Ensemble, après avoir longuement réfléchi, ils ont trouvé le moyen de

venger Julien.

Monsieur Bubard se rend chaque jour au lycée en

bicyclette. Il range son vélo dans un local non fermé mais surveillé

depuis la grille d'entrée par Paul, gardien depuis vingt ans, dont les

siestes sont légendaires.

Une semaine après la fameuse copie, notre trio passe à l'action : Arthur

fait le guet pendant que Julien et Arnaud s'emparent du vélo. Ils

escaladent ensuite la grille pour le cacher dans le jardin de Roselyne

Lajoue, retraitée.
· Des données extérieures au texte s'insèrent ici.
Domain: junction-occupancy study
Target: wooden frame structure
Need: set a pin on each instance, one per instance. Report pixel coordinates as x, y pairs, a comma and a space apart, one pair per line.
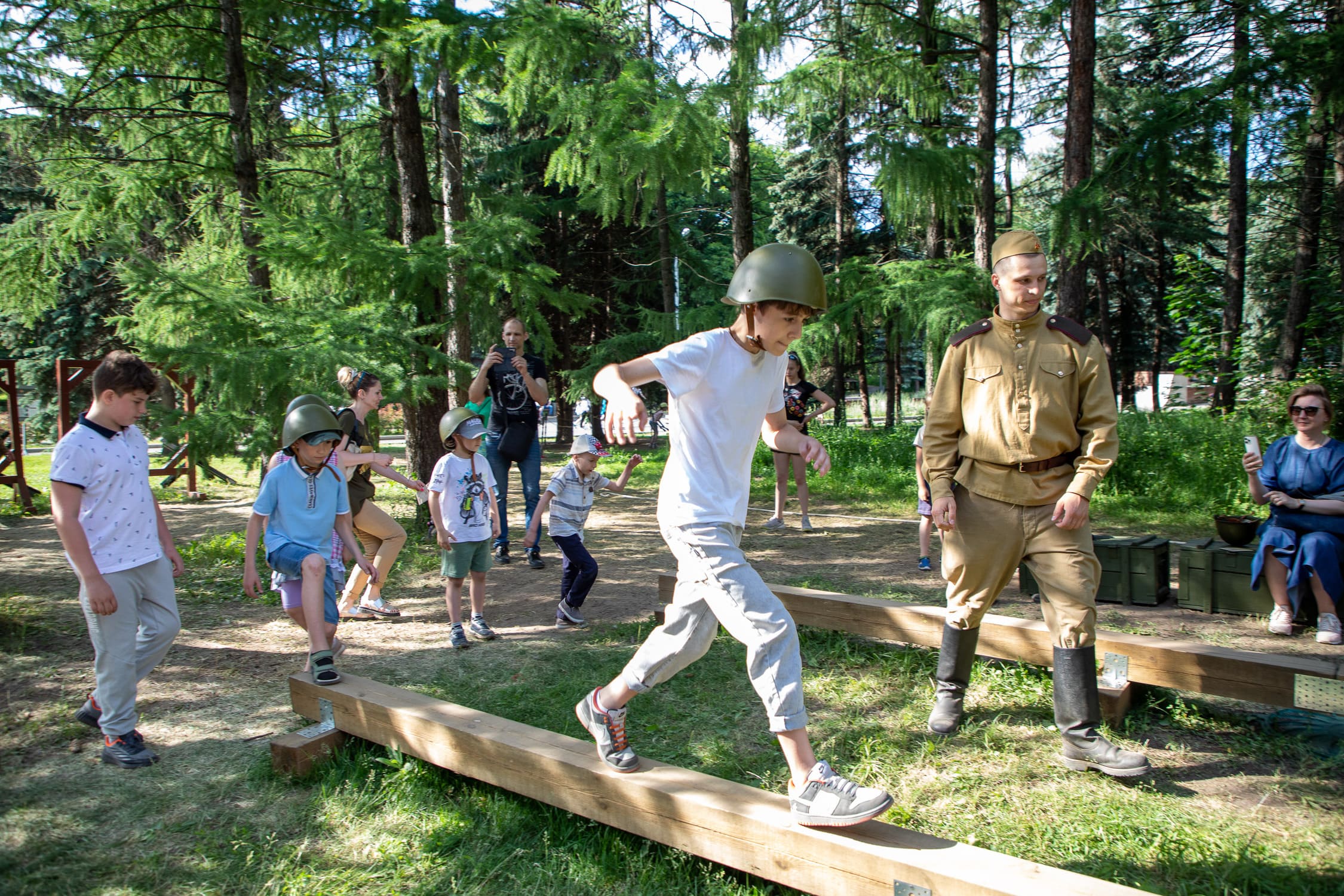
1186, 665
11, 452
72, 373
726, 823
L'exploit fait grand bruit. Julien et ses acolytes,

galvanisés, décident de ne pas en rester là, le local regorgeant d'objets

de convoitise : deux jours plus tard, ils réitèrent avec la trottinette

électrique du professeur de mathématique et la bicyclette rose de Madame

le Proviseur. Celle-ci, furieuse, mène alors l'enquête, en toute

discrétion. Ses soupçons se dirigent rapidement vers votre fils et ses

amis. Plainte est déposée pour vol.

Vol en bande organisée, précise la police : la loi Perben II peut

s'appliquer.

Trois jours plus tard, un jeune homme souriant aborde votre

fils à la sortie du lycée. Il lui montre une camionnette spécialement

aménagée et lui propose, en cas de besoin, de transporter gratuitement

tout engin à deux-roues. Julien est étonné. Le jeune homme le rassure,

l'invite à prendre un café et lui offre finalement un téléphone portable :

" appelle-moi ! " .

Cet homme est un policier, habilité par Perben II

nouvel article 706-81 du Code de procédure pénale) à se faire passer pour

complice ou receleur des infractions. Il n'a pas droit d'inciter au délit.
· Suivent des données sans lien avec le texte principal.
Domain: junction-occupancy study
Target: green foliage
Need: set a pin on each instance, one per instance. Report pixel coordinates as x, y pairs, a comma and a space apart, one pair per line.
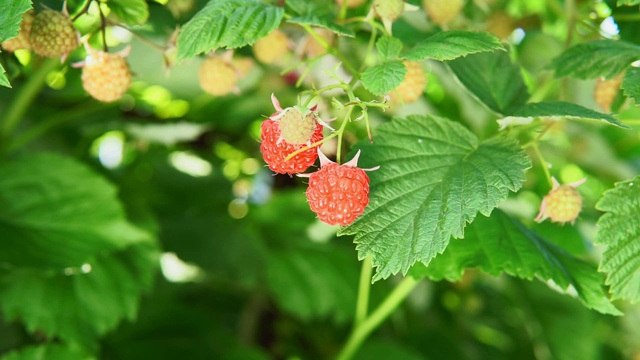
631, 83
501, 244
52, 220
434, 177
388, 48
628, 2
620, 233
381, 79
493, 79
562, 110
43, 352
314, 284
82, 303
450, 45
227, 24
10, 16
132, 12
606, 58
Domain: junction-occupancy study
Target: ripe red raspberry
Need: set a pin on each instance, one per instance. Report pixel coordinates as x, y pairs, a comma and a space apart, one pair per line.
52, 34
217, 76
272, 47
106, 77
605, 92
302, 131
22, 40
338, 194
413, 85
562, 204
441, 12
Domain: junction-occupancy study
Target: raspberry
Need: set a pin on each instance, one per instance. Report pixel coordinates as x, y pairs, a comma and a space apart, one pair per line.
500, 24
275, 148
606, 91
338, 194
441, 12
106, 77
272, 47
413, 85
351, 3
313, 48
562, 204
217, 77
22, 40
53, 34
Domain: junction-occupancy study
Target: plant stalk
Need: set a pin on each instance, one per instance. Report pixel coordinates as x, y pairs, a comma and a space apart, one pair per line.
361, 331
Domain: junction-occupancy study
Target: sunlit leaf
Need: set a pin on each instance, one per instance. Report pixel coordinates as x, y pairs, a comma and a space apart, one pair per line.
449, 45
434, 177
227, 24
493, 79
381, 79
500, 244
620, 233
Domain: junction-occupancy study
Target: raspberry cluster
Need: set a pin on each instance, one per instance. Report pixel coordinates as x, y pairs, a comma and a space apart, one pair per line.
338, 194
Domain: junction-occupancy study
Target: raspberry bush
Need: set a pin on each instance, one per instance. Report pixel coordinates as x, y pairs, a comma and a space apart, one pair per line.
319, 179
Mais il peut mettre à la disposition des personnes suspectées tous les

moyens dont elles rêvent (juridiques, financiers, transport, hébergement,

télécommunication : nouvel article 706-82).

Votre fils, très excité, appelle de son téléphone tout neuf ses camarades. Le lendemain, décision

est prise de profiter de l'aubaine : on demande au jeune homme de déposer

le butin près du stade de foot, histoire de prolonger le plaisir.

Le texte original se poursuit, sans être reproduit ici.